L'agence de sécurité nationale chinoise dénonce la tendance croissante des projets qui collectent des données biométriques sensibles comme les scans d'iris en échange d'actifs numériques.
Dans un avis public publié via son compte WeChat officiel le 6 août, le Ministère de la Sécurité d'État chinois (MSS) a averti que les données faciales, d'empreintes digitales et d'iris sont de plus en plus récoltées sous de faux prétextes, certains utilisant des incitations crypto comme appât.
Selon le MSS, ces pratiques posent de sérieux risques et menaces tant pour la vie privée personnelle que pour la sécurité nationale. L'alerte souligne des exemples passés où des acteurs étrangers ont collecté des données d'iris et faciales sous prétexte de vérification d'identité ou de distribution de tokens, puis ont transféré ces données à des fins inconnues.
L'agence a souligné que ce type de données, lorsqu'elles sont mal gérées, pourrait être utilisé pour usurper l'identité de personnes, infiltrer des installations sécurisées ou soutenir des opérations de surveillance et d'espionnage.
Bien que l'agence n'ait mentionné aucune entité spécifique, la description correspond étroitement à Worldcoin, le projet controversé qui a souvent fait l'objet d'un examen minutieux pour un modèle similaire.
Worldcoin, récemment rebaptisé World, a été lancé en juillet 2023 par Tools for Humanity, une entreprise technologique cofondée par le PDG d'OpenAI Sam Altman. Le projet vise à construire un système d'identité numérique mondial appelé "World ID", qui exige des utilisateurs qu'ils vérifient leur identité en scannant leur iris à l'aide d'un appareil sphérique argenté appelé l'Orb.
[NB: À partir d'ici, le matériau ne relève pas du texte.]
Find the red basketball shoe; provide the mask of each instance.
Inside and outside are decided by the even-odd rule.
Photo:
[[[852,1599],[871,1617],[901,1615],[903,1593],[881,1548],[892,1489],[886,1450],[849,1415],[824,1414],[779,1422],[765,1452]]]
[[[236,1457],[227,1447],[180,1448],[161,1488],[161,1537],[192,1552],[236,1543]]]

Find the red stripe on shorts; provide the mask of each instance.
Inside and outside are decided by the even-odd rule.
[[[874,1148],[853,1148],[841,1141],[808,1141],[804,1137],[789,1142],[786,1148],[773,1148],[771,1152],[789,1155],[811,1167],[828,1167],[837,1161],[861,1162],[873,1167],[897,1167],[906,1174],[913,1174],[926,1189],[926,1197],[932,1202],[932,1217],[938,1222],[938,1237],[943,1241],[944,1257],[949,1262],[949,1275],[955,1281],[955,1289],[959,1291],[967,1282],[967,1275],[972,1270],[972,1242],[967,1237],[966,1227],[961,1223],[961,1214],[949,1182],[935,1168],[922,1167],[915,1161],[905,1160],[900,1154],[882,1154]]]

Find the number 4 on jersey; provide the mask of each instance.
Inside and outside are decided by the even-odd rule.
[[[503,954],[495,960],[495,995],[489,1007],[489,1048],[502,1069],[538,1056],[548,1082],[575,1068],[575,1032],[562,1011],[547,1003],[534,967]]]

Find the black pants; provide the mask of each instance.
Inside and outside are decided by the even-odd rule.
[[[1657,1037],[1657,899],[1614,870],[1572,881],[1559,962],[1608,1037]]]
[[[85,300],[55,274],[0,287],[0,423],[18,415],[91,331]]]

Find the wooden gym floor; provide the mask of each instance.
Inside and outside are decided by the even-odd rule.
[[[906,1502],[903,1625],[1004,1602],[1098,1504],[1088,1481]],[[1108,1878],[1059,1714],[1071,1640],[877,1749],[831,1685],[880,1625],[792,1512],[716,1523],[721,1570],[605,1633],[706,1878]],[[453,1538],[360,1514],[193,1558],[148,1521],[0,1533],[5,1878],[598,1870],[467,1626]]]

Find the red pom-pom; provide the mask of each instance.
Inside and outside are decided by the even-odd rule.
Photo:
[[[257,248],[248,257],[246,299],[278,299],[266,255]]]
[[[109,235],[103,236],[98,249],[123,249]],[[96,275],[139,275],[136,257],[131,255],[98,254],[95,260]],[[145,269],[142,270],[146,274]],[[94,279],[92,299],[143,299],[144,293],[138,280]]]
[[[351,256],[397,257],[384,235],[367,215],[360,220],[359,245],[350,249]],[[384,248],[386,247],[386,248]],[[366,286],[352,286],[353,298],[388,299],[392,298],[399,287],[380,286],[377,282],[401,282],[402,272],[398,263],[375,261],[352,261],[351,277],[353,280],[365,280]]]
En retour, les utilisateurs reçoivent le token natif lié au projet, WLD (WLD). Worldcoin affirme que son système aide à distinguer les humains de l'IA en ligne et élargit l'accès financier, tout en offrant un moyen sécurisé et anonyme de vérifier l'identité.
Bien que World se présente comme privilégiant la confidentialité, il a rencontré des résistances dans plusieurs régions concernant la façon dont il collecte et stocke les données biométriques.
Depuis son lancement officiel, World a suscité une controverse mondiale en raison de la nature de ses opérations. Le gouvernement kényan a été le premier à interdire le projet en septembre 2023, quelques mois seulement après son lancement, citant des préoccupations quant à la façon dont il collectait et utilisait les données des citoyens.
Peu après, le Bureau du Commissaire à la protection des données personnelles de Hong Kong a statué que Worldcoin violait l'ordonnance sur les données personnelles de la ville, posant des risques pour la vie privée. D'autres régions comme la France, le Portugal, l'Espagne, le Brésil et la Corée du Sud ont également soulevé des préoccupations similaires, et le projet a été contraint de quitter certains de ces marchés sous la pression réglementaire.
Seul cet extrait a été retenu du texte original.